Sitting at my OB’s office earlier this week I had to face the gruesome questionnaire “tell us about your self” first time patient ordeal. The blonde skinny assistant tried to be as smooth as possible, as probably the protocol for treating a heavily pregnant woman dictates but when the question of employment was asked and I diplomatically replied “None at the moment” she happily exhaled “a housewife! The dream of every woman!” I almost snapped.
It was the first time in my life I have been called a housewife by someone and I seriously hoped the term would be completely obsolete by now. For one thing, the doctor’s office I am referring to is in Athens , Greece where I was born and raised and where under the current economic climate I know lots of people whose professional situation could hardly be attributed to personal choice. Furthermore, this whole incident has sparked a whole debate in my mind about professional identity and identity in general.
Why do we still let all these outdated narrow social terms define who we are and in some way dictate our social self worth? Here is some thoughts on that.

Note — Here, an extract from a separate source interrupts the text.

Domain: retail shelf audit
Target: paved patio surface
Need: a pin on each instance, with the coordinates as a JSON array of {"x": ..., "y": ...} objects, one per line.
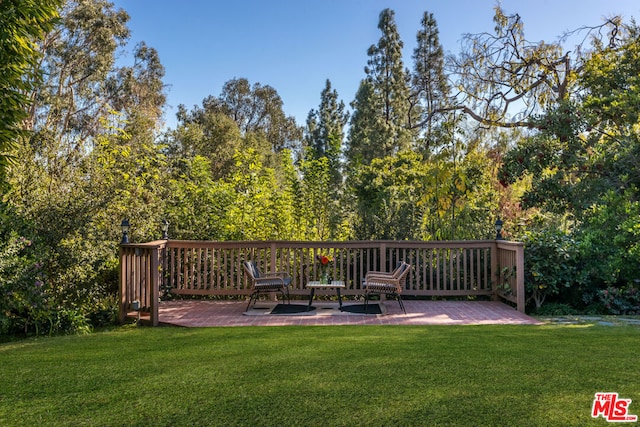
[{"x": 231, "y": 313}]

a) I was born and raised by two doctors. Two MDs to be precise. My parents’ professional qualification have defined their social identity throughout their lives as it happens with all traditional highly valued qualifications like scientists and lawyers or highly technical professions. On the contrary, everything that belongs in the humanities field as well as arts has to be justified with the presence of a job. While you can say “I am a medical doctor” and nobody would care to know whether you are active, retired or spending most of your time playing Sudoku, when you are a writer, artist or in communications you have to be employed and prolific to prove that you are “serious”. Bottom line is you do not need a degree in humanities to gain a useful qualification; you just need someone willing to employ you to do the job.

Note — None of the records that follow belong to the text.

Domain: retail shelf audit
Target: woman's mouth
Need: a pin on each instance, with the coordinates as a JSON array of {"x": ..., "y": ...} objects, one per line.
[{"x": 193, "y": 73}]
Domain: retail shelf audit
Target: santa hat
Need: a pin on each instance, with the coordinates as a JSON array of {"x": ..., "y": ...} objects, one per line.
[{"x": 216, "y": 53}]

b) Our perceiving professional identity itself is wrong. Having some painful experience working for the public sector during unfortunate times, I have to say that committing yourself from 9-5 in an 8 hour boredom, gossip and coffee consuming does not make you a professional. On the contrary it threatens to reduce your brain cells at an alarming speed.

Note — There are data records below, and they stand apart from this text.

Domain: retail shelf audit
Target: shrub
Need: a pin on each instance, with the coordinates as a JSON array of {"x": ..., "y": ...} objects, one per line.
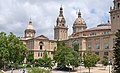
[{"x": 39, "y": 70}]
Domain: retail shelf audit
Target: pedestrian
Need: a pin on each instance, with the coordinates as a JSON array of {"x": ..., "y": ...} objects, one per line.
[{"x": 23, "y": 71}]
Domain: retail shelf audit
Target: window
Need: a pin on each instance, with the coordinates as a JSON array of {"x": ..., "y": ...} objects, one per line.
[
  {"x": 97, "y": 46},
  {"x": 97, "y": 53},
  {"x": 106, "y": 53},
  {"x": 106, "y": 46}
]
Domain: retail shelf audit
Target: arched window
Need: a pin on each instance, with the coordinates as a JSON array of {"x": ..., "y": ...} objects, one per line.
[{"x": 41, "y": 45}]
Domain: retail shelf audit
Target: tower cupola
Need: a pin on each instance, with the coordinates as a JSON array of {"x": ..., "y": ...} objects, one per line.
[
  {"x": 60, "y": 29},
  {"x": 30, "y": 31},
  {"x": 79, "y": 24}
]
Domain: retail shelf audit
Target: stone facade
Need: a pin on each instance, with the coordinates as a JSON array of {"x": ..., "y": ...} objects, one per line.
[{"x": 99, "y": 40}]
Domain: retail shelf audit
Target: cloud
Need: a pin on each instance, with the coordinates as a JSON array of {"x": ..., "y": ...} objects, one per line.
[{"x": 15, "y": 14}]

Following thoughts a and b I can draw 2 conclusions. First, we live in a social farce. We are each asked to pretend and lie to prove our social value to people whose opinion we should not care about. Why do we do that? We should spend that energy instead achieving true life goals like conquering our fears and insecurities about what everybody thinks. And b, as a society we have moved away from traditional perceptions of profession. New skills and qualifications have created the need for a new understanding of work and employment. As I once read, the future belongs to the freelancers.